The rise in yields has pressured tech names, as investors calculate that future earnings gains will be less valuable amid higher rates. The 10-year Treasury yield is currently around 1.49%, up from 1.3% on Sept. 22.
“Yields are likely to be biased higher for the time being as the world (and monetary policy) normalizes and inflation proves more durable than hoped,” the research firm Vital Knowledge wrote in a report. While some tech investors view the decline as temporary, “we think this time is different.”
The tech world exists in a universe of its own where the promise of the future is given a present value that is often exceptionally enthusiastic. Companies are given a great deal of leeway by investors because of low interest rates.
I’m reminded of Wimpy’s plea “I'd gladly pay you Tuesday for a hamburger today”. No one in the Popeye cartoons ever wanted to give Wimpy a hamburger but, in a world held together by promises the supply of hamburgers is infinite and maybe payment next Tuesday doesn’t sound so bad.

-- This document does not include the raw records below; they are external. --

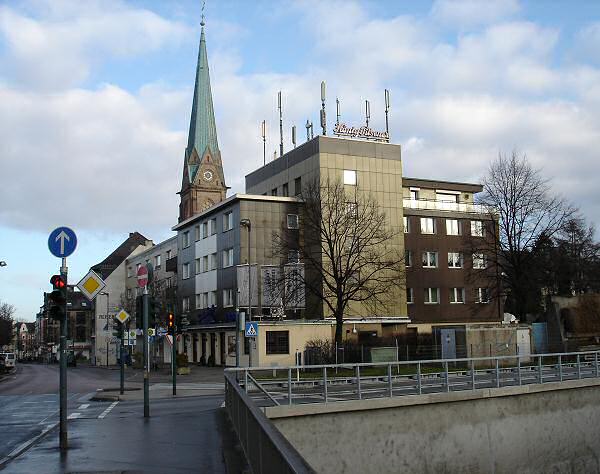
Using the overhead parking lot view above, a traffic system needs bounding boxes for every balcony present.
[402,199,495,215]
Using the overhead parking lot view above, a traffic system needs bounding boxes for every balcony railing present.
[402,199,490,214]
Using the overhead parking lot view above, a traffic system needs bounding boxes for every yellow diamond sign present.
[77,270,106,300]
[115,309,129,324]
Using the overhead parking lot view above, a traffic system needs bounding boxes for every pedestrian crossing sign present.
[246,322,258,337]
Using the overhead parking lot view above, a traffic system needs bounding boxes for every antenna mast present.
[277,91,283,156]
[321,81,327,135]
[384,89,390,141]
[260,120,267,166]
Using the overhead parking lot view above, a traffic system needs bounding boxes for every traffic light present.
[48,275,67,321]
[167,313,175,334]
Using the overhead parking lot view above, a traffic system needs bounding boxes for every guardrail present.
[225,370,315,474]
[226,351,600,406]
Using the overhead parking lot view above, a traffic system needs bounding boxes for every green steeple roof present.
[185,21,221,182]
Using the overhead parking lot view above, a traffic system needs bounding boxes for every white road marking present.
[98,401,119,419]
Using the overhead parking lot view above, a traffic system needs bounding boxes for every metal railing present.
[226,351,600,406]
[402,199,494,214]
[225,371,315,474]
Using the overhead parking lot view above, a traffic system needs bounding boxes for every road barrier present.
[226,351,600,413]
[225,371,315,474]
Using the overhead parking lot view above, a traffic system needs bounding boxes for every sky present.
[0,0,600,321]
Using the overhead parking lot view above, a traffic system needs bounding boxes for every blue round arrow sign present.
[48,227,77,258]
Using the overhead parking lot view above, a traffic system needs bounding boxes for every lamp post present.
[98,291,110,367]
[240,219,254,367]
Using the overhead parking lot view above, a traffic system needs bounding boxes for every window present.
[471,221,484,237]
[223,249,233,268]
[294,177,302,196]
[423,252,437,268]
[223,288,233,307]
[446,219,460,235]
[475,288,490,303]
[421,217,435,234]
[473,253,486,270]
[288,214,300,229]
[344,170,356,186]
[288,250,300,263]
[223,212,233,232]
[346,201,358,219]
[448,252,464,268]
[425,288,440,304]
[266,331,290,354]
[450,288,465,303]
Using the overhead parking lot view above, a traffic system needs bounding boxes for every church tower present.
[178,18,227,222]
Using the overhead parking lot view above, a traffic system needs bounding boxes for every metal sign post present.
[137,266,150,418]
[48,227,77,450]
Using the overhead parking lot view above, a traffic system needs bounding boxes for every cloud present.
[430,0,521,29]
[0,1,189,90]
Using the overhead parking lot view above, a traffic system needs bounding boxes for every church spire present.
[186,20,219,172]
[179,18,227,222]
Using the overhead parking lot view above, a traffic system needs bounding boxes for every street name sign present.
[48,227,77,258]
[77,270,106,301]
[246,321,258,337]
[115,309,129,324]
[137,265,148,288]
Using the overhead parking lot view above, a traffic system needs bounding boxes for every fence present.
[226,351,600,406]
[225,371,315,474]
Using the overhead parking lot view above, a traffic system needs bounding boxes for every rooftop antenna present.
[384,89,390,141]
[321,81,327,135]
[277,91,283,156]
[260,120,267,166]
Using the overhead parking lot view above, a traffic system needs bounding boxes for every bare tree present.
[0,301,16,346]
[478,151,575,318]
[273,180,404,344]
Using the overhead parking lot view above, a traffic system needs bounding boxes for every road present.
[0,364,245,473]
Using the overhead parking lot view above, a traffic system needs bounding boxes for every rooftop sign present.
[333,123,390,143]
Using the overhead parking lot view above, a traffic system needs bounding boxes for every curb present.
[0,422,58,470]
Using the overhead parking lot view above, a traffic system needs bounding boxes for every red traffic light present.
[50,275,67,290]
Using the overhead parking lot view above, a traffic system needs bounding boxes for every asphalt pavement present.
[0,364,245,473]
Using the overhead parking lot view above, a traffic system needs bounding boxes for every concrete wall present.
[266,379,600,474]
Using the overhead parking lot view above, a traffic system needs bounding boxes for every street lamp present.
[98,291,110,367]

Since the low in 2020 there has been two big consolidations. Each was for about less than 1800 with the most recent dipping briefly into the late 2020 range. The current reaction is for 1310 points and is now testing the region of the trend mean and the upper side of the underlying range.

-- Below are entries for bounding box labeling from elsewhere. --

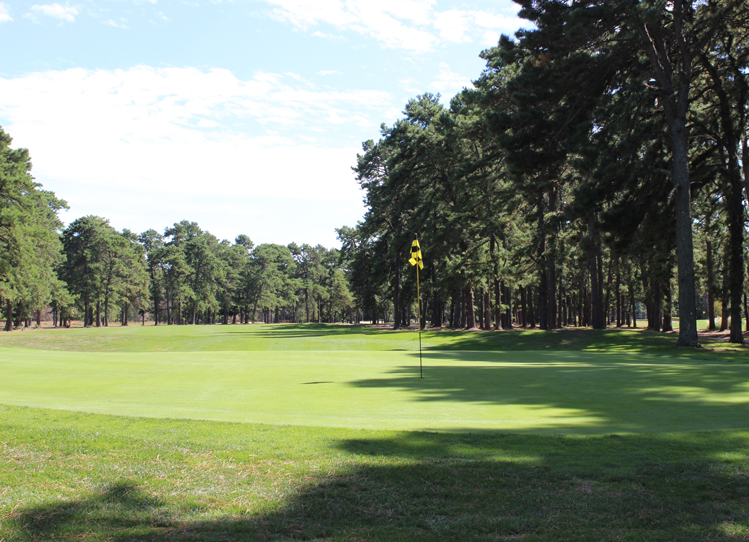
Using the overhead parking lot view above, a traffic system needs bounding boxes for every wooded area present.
[340,1,749,346]
[0,0,749,346]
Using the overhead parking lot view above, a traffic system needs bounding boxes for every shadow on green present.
[351,351,749,434]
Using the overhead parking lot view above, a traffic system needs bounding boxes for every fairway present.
[0,325,749,542]
[0,325,749,434]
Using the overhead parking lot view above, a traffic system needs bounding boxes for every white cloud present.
[264,0,522,52]
[102,19,127,29]
[31,3,78,23]
[428,62,473,98]
[0,2,13,23]
[0,66,392,210]
[312,31,347,41]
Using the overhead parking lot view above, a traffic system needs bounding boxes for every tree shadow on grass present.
[349,352,749,434]
[10,433,749,542]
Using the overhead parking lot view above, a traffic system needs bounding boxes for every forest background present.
[0,0,749,346]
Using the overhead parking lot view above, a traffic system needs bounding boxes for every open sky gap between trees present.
[0,0,749,346]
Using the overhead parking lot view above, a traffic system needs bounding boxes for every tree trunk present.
[588,218,605,329]
[465,280,476,329]
[706,239,715,331]
[661,284,674,331]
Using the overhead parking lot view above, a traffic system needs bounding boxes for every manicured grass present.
[0,326,749,542]
[0,326,749,434]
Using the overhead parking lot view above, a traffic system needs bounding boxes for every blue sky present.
[0,0,523,247]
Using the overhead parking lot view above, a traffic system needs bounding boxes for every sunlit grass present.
[0,325,749,542]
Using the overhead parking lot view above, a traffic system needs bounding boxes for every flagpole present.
[416,265,424,378]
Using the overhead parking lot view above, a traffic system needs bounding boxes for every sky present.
[0,0,528,247]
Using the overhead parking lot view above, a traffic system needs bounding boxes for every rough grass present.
[0,326,749,542]
[0,407,749,541]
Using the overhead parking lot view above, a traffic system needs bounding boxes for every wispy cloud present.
[264,0,521,52]
[0,66,393,204]
[429,62,473,97]
[30,3,78,23]
[102,19,128,29]
[0,2,13,23]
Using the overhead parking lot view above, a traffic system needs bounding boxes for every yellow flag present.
[408,239,424,269]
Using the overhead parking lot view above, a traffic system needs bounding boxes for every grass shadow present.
[350,351,749,434]
[11,433,749,542]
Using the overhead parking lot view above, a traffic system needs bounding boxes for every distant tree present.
[0,128,67,331]
[60,215,118,327]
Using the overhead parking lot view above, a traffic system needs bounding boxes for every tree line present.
[0,129,361,331]
[338,0,749,346]
[0,0,749,346]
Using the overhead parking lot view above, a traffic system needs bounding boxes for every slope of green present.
[0,325,749,434]
[0,326,749,542]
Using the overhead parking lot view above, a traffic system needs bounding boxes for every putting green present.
[0,326,749,434]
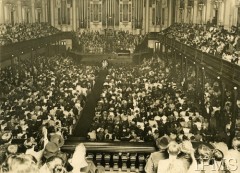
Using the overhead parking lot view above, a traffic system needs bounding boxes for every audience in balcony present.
[0,23,60,46]
[163,23,240,65]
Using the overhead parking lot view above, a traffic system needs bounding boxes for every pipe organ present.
[0,0,173,34]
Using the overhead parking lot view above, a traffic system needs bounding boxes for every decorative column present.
[205,1,212,22]
[193,0,198,24]
[72,0,77,31]
[230,87,238,141]
[142,0,146,34]
[42,0,46,22]
[17,0,23,23]
[198,0,204,24]
[145,0,149,33]
[50,0,55,26]
[31,0,36,23]
[201,67,205,108]
[0,0,5,23]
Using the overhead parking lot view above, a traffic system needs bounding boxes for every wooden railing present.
[62,139,156,153]
[0,32,72,62]
[159,35,240,86]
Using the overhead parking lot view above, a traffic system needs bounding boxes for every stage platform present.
[69,51,133,64]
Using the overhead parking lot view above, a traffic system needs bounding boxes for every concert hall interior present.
[0,0,240,173]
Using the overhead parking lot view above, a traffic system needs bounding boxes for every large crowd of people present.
[0,56,98,143]
[77,31,144,53]
[88,55,236,144]
[0,20,240,173]
[163,23,240,65]
[0,23,60,46]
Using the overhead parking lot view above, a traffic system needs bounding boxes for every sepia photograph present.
[0,0,240,173]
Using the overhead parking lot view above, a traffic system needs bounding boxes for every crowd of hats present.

If the trend is to remain consistent, it will find support within the next 500 points.
How bonds yields perform is likely to be the deciding factor in how much demand for dip buying appears.

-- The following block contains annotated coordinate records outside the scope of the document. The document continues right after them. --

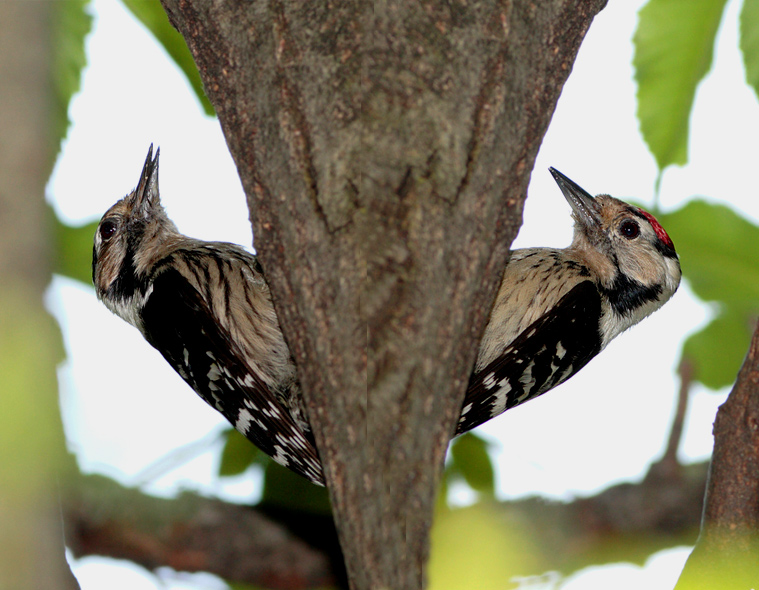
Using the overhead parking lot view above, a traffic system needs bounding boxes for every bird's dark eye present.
[619,219,640,240]
[100,219,118,242]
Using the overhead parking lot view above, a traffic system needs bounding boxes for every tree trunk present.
[0,2,78,590]
[162,0,605,589]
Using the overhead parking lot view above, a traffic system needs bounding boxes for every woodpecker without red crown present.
[92,145,324,484]
[92,146,680,484]
[456,168,681,434]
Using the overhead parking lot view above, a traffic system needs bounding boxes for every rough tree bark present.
[0,2,79,590]
[162,0,605,589]
[676,325,759,590]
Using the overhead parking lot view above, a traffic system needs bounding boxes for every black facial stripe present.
[598,272,662,315]
[653,239,677,258]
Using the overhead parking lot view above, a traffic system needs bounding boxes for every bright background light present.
[48,0,759,590]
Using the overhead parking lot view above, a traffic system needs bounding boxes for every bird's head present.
[550,168,681,321]
[92,145,177,304]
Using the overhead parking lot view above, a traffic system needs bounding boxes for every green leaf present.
[657,200,759,312]
[50,0,92,162]
[683,310,753,389]
[219,428,264,477]
[50,209,99,285]
[451,432,495,496]
[739,0,759,96]
[261,462,332,514]
[122,0,215,117]
[633,0,726,170]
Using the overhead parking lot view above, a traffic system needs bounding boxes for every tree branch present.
[64,464,707,590]
[677,326,759,590]
[64,475,340,590]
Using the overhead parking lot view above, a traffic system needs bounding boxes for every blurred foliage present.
[50,0,92,166]
[739,0,759,103]
[633,0,726,170]
[50,213,100,285]
[427,502,542,590]
[121,0,216,117]
[633,0,759,396]
[658,200,759,389]
[444,432,495,498]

The extraordinary prices UK natural gas is currently commanding may not last but crude oil broke above $80 today. That’s going to contribute to inflationary pressures. The challenge for central banks is the economy is extremely interest rate sensitive because so much leverage has built up over the years. They are talking about tapering and raising rates but how realistic are those goals? There is a real chance they are in a debt trap and have no choice than to tolerate higher inflation because combating it with tighter policy would cause a crash.
The Dollar has not quite vindicated that argument yet but if the Dollar Index breaks back below the trend mean it would be time to take the debt trap question more seriously.
Amazon failed to hold the break above $3500 in July and the dynamic of the failure was larger than the dynamic of the breakout. That suggests at least a retest of the $3000 level is likely.